# Replacing an old benchtop planer



## Ian_S

Forgot to add- 3 knife cutterhead very happy with the finish minimal high grit sanding.


----------



## Ollie

perhaps you could rig up a hold down roller on the infeed side above the bed, like a power feed roller only not neccesarily powered.


----------



## Gator

I also have a 15" General , and my only beef with it is the snipe.. I have gotten into the habit of adding length to my boards just in case.. other than that, they are a good sturdy workhorse.

Gator


----------



## Dustin

Planers have snipe if the second roller set has compression springs, and this one does for a good reason. Probably the best way to reduce snipe is to make sure the board is being supported after the outfeed table to keep it level. I upgraded to the Shop Fox version because after a few thousand bd ft of lumber my DeWalt benchtop planer just couldn't take it anymore. I'd get a drum sander or belt sander to take care of the snipe if that last 2" is important to you. In most cases when processing lumber I end up cutting off the last 2 to 3 inches off the ends anyway. 
Enjoy your awesome planer!


----------



## emetric

Perhaps you should try adjusting the bed rollers or adjusting the outfeed table to compensate for the height of the bed rollers.

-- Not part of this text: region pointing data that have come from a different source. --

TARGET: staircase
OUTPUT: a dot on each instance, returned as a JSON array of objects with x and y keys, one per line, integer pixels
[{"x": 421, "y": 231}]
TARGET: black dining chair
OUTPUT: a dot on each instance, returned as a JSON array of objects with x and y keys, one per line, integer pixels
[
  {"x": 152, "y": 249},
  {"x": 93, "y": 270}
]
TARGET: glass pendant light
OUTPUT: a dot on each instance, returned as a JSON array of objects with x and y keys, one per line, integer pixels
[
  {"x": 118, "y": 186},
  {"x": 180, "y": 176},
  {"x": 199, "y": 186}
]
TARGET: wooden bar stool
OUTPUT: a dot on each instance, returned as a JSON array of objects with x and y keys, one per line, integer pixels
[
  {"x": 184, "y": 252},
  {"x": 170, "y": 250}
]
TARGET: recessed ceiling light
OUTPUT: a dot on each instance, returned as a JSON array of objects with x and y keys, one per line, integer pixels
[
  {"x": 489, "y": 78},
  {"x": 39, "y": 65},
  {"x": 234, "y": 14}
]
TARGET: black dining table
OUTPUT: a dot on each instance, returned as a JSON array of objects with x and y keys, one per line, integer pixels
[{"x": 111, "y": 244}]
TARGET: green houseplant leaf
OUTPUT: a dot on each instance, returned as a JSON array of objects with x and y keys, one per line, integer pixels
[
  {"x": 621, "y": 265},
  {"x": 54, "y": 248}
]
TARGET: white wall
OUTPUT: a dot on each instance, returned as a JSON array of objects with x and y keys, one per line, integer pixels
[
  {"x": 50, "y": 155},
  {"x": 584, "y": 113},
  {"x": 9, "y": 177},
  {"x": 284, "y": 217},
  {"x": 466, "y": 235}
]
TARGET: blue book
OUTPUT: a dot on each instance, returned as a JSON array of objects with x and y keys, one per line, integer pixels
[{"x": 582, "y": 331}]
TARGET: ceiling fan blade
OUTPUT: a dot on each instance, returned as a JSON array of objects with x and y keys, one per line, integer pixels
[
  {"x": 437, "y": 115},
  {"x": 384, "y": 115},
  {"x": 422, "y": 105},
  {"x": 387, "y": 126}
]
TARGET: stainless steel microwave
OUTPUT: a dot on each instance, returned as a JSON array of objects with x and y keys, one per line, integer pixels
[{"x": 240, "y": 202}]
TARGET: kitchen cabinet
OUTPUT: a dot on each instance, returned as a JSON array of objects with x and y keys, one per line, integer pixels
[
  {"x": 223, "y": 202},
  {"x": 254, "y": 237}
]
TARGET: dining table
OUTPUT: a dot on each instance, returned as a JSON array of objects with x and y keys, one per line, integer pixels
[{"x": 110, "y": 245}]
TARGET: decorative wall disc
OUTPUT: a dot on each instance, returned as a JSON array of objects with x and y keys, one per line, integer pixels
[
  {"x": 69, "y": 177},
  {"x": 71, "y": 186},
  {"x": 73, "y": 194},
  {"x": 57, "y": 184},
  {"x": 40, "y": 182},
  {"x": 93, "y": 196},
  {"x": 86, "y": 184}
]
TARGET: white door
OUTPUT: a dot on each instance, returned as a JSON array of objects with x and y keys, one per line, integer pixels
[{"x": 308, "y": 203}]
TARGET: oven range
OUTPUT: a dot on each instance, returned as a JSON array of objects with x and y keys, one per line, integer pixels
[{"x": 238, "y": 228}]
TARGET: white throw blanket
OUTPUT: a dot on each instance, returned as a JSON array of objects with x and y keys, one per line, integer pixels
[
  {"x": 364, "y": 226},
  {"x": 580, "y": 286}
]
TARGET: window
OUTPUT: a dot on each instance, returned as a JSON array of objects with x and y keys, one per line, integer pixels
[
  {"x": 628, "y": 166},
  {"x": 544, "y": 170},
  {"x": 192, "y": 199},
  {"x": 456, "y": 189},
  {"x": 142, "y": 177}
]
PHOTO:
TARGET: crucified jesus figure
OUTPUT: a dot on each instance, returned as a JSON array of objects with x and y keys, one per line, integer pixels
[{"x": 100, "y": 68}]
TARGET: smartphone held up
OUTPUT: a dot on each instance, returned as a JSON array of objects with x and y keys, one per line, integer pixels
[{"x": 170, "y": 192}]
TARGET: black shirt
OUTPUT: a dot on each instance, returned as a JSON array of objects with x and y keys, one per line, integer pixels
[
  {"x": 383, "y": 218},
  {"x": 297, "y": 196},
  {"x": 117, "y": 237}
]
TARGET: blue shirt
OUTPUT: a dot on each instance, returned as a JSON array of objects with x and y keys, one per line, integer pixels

Maybe it will work and maybe not but it may be worth looking into.


----------



## sawblade1

Your rear outfeed bed roller is out of adjustment (higher) read your owners manual it should explain how to adjust it do not mess with the front one unless you have snipe on the leading edge. Basically snipe can be eliminated what causes it is either bed roller is higher than the table and the feed rollers essentially lift the board up into the cutter head causing it to dig into the face of the board


----------



## Dullchisel

I was wondering what your thoughts are now on the general planer? I have been researching planers and can't make up my mind on what I would like. I research everything to death but don't like to buy junk. I also can't justify the purchase of the helical head, I am actually upgrading from a dewalt 733 two knife cutterhead and figure going to a two speed machine with three knives it would have to be better than my benchtop version. Thanks for any help


----------